I love structural typing, use it all day long in TypeScript, and wish every language had it. I've never run into issues with refactoring, though I suppose renaming a field in a type when the consumers are only matching by a literal shape might be less than 100% reliable. It looks like Go does support anonymous interfaces, but I'm not aware of how much they're actually used in real-world code (whereas in TS inlined object shapes are fairly common in trivial cases).

kbolino 8 days ago

I too like it, in fact I find myself missing it in other languages. I will say that anonymous interfaces are kind of rare in Go, and more generally interfaces in my experience as used in real codebases seem to lean more on the side of being producer-defined rather than consumer-defined.

But there are a couple of problems I can think of.

The first is over-scoping: a structural interface is matched by everything that appears to implement it. This can complicate refactoring when you just want to focus on those types that implement a "specialized" form of the interface. So, the standard library's Stringer interface (with a single `String() string` method) is indistinguishable from my codebase's MyStringer interface with the exact same method. A type can't say it implements MyStringer but not Stringer. The solution for this is dummy methods (add another method `MyStringer()` that does nothing) and/or mangled names (change the only method to `MyString() string` instead of `String() string`) but you do have to plan ahead for this.
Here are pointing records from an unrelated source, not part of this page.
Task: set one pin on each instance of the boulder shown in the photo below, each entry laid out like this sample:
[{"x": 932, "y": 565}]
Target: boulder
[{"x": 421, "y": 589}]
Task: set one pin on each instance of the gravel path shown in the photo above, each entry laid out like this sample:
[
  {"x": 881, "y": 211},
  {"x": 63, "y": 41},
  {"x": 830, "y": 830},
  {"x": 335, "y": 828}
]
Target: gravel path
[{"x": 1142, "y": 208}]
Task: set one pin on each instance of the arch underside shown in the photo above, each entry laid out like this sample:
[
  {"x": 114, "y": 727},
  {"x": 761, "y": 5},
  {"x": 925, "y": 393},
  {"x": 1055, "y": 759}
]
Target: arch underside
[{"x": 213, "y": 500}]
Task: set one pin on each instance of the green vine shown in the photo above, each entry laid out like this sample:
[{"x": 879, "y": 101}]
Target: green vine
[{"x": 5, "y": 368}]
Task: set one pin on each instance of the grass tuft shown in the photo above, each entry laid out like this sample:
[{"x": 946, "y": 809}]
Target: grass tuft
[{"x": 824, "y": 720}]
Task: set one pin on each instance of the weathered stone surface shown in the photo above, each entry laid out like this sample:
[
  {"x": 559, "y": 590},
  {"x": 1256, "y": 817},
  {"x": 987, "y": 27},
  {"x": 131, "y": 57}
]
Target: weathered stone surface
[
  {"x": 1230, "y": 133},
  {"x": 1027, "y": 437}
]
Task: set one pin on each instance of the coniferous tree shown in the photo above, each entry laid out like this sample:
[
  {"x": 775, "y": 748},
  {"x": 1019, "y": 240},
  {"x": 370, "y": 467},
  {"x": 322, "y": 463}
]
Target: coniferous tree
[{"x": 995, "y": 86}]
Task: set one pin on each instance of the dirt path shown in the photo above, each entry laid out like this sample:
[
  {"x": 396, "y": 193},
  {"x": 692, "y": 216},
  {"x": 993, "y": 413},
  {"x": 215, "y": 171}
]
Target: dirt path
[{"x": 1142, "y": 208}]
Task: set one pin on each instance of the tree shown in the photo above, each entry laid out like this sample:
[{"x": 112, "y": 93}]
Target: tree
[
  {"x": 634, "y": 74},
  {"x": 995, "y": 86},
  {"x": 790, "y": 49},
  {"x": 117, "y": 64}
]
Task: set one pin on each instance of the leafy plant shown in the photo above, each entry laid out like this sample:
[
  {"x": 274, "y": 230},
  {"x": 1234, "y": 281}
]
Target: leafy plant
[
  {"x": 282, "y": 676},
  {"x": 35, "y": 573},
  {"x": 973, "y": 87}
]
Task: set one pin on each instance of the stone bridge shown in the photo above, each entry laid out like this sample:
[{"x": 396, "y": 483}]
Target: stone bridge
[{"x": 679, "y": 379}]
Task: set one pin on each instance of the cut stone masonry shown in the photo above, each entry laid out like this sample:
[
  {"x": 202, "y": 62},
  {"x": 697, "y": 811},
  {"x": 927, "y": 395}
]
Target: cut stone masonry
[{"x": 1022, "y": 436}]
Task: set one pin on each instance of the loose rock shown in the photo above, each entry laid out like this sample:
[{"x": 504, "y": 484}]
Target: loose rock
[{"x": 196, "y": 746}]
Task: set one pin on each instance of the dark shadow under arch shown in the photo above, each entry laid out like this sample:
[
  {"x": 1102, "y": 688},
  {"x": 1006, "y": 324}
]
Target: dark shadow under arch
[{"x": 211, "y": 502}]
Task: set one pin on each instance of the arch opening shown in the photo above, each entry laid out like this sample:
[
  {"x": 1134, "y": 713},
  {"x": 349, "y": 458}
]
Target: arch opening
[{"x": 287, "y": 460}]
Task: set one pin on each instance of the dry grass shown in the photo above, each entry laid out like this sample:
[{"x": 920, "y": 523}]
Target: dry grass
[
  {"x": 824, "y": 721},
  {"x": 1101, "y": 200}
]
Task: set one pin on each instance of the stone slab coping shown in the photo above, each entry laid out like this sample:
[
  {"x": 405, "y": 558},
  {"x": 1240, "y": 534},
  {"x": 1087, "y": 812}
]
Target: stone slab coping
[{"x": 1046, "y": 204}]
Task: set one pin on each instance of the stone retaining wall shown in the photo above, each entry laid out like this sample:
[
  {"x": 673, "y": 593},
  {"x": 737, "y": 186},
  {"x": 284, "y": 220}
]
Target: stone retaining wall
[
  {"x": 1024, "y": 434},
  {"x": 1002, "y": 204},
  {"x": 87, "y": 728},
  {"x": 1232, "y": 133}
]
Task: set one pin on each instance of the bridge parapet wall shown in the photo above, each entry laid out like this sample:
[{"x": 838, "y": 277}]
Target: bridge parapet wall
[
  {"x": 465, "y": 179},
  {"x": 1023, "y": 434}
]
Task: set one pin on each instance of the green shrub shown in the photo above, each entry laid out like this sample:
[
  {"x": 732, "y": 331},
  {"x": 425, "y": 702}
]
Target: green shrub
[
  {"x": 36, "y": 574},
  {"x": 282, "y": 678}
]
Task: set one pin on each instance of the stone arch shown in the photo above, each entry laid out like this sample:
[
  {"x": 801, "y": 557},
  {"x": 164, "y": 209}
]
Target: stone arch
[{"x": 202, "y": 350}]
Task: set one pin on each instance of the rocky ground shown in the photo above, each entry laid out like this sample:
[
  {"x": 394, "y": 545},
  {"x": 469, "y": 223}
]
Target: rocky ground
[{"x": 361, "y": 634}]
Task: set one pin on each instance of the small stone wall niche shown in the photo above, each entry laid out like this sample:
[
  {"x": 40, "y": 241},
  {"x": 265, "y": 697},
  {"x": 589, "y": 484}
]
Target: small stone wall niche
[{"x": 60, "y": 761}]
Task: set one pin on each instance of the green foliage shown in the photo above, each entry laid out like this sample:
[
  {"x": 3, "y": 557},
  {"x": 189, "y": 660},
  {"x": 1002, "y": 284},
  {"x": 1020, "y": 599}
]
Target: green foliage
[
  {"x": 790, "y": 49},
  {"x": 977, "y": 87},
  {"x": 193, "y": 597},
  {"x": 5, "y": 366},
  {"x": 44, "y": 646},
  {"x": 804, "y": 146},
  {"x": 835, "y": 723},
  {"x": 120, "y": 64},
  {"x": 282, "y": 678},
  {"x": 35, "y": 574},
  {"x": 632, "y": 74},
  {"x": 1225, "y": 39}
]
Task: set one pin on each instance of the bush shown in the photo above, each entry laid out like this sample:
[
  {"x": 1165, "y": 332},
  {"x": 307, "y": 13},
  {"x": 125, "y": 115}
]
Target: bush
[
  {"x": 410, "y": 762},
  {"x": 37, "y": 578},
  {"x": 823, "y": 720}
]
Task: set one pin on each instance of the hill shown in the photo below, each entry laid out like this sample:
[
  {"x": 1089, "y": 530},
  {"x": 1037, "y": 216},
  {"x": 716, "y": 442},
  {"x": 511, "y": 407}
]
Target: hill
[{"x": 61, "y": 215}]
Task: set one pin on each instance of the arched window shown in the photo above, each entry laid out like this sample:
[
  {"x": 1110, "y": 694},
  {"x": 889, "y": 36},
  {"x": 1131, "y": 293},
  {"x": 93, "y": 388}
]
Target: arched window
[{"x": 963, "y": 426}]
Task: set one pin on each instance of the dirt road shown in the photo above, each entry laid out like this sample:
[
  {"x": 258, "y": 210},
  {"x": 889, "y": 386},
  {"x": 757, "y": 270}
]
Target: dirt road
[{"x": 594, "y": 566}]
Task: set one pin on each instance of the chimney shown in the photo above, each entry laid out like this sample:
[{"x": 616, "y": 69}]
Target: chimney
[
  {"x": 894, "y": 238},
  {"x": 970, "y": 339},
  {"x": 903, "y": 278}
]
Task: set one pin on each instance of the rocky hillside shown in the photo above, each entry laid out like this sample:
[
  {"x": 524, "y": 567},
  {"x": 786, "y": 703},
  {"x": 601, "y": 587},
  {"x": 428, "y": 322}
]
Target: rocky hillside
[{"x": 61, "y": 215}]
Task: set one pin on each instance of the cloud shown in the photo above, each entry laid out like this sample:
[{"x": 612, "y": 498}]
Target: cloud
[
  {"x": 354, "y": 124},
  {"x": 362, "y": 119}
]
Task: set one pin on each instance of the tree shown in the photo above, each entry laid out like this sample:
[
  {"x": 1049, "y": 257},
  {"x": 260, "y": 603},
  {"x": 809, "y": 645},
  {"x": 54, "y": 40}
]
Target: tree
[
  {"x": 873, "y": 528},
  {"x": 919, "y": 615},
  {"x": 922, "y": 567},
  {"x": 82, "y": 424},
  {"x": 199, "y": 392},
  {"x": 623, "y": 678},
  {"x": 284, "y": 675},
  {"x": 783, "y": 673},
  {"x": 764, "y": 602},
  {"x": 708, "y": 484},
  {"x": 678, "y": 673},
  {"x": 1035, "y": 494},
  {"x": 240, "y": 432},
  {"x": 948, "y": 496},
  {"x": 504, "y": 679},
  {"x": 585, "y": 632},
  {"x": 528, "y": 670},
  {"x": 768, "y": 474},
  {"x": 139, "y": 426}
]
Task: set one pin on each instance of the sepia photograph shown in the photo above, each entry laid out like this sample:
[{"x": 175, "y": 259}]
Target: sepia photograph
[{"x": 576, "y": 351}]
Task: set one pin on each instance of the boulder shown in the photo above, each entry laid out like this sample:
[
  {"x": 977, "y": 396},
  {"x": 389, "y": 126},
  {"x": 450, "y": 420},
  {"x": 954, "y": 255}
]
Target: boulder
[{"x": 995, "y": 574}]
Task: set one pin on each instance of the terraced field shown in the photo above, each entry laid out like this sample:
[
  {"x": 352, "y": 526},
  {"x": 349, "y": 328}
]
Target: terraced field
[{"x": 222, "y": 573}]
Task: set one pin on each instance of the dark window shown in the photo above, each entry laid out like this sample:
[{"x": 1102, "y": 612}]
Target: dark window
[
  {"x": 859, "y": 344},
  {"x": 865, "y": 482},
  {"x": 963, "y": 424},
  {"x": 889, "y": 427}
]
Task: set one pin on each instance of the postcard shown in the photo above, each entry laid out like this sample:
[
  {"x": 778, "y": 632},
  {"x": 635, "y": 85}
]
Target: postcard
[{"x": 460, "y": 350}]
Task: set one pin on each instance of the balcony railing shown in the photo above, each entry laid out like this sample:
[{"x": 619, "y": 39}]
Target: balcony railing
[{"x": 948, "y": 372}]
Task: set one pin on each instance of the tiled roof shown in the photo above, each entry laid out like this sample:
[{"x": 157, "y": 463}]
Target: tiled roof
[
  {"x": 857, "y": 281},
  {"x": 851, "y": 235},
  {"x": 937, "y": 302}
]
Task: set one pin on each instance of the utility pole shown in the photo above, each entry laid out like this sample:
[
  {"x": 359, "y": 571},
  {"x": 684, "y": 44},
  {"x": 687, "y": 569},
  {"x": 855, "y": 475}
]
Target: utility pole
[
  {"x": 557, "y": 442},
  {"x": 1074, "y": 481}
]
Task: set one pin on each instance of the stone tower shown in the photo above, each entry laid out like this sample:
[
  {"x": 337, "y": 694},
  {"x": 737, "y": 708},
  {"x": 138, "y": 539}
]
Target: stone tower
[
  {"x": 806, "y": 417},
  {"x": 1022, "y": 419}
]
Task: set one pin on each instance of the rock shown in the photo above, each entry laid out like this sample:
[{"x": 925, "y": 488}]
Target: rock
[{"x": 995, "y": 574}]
The second is under-matching: you might have intended to implement an interface only to realize too late that you didn't match its signature exactly. Now you may have a bunch of types that can't be found as implementations of your interface even though they were meant to be. If you had explicit interface implementation, this wouldn't be a problem, as the compiler would have complained early on. However, this too has a solution: you can statically assert an interface is supposed to be implemented with `var _ InterfaceType = ImplementingType{}` (with the right-hand side adjusted as needed to match the type in question).

NBJack 7 days ago

I have to trace structure and data handoffs across multiple projects sometimes that span multiple teams. I'm used to rather easily being able to find all instances of something using a thing, where something is originally defined, etc. I can't do that easily in Go due to the structural typing at times without either a very powerful IDE (JetBrains is the only one I know of that does Go well via Goland) or intimate knowledge of the project. It's surprisingly painful, and our tooling while not Jetbrains level is suppose to be some of the best out there. And Yahweh help me if I actually have to refactor.

I really doubt this comes up in smaller, one-team repos. But in the coding jungle I often deal with, I spend much more time tracing code because of this issue than I'drefactoring. Make no mistake: I like Go, but this irks me.